Tuesday, January 9, 2007

Urban Appeal

The big one is finally over. Gator fans can revel and rejoice that they are indeed the national champions of basketball and football, a joy known by no other team. Troy Smith showed little heisman qualities, putting up Rex Grossman like numbers, leaving boosters everywhere wondering what stellar qualities this young blood has shown. The big question now isn't who the national champion is, but who the number 1 seed is. Fans in Idaho(?!) are now crying that they deserve to be the number 1 team in the nation. Fuck Idaho. I would rather fuck a potato (have to be mashed) than listen to the griping of a state whose team plays on a blue field. Stop your whining Idahoans, and hire a new fucking groundskeeper, one who has a little more sense in color than my overweight beagle. Florida Fans, you deserved it, despite Urban Meyers whining and moaning, you did prove that as touchdown underdogs, you could handle the powerhouse that was THE Ohio State University. My love for the Big Ten knows no bounds, the same as my hatred for any Florida team, and the Big Ten got manhandled, not even politely, but bent over and fucked hard, right in the anus in their bowl games, not even bothering to clean up the smoldering mound of shit left on the floor, which is exactly what they looked like.
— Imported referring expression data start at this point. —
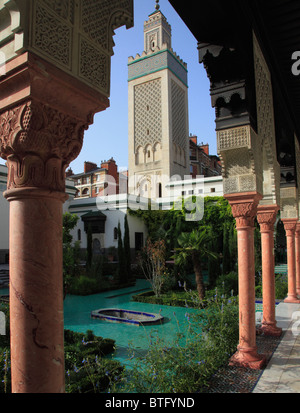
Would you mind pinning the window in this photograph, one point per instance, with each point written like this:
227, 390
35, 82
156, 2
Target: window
159, 190
139, 241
Illini fans, stand up, because if Ron Zook can recruit a national championship team in Florida, he can sure as hell to the same for the Illini, the team everybody feels sorry for, like the dog with three legs on your block. This was Zook's team, and Meyer graciously gave him credit that was due. Now I only wish Notre Dame fans can acknowledge one Tyrone Willingham, instead of worshipping the fat cow that is Charlie Weiss.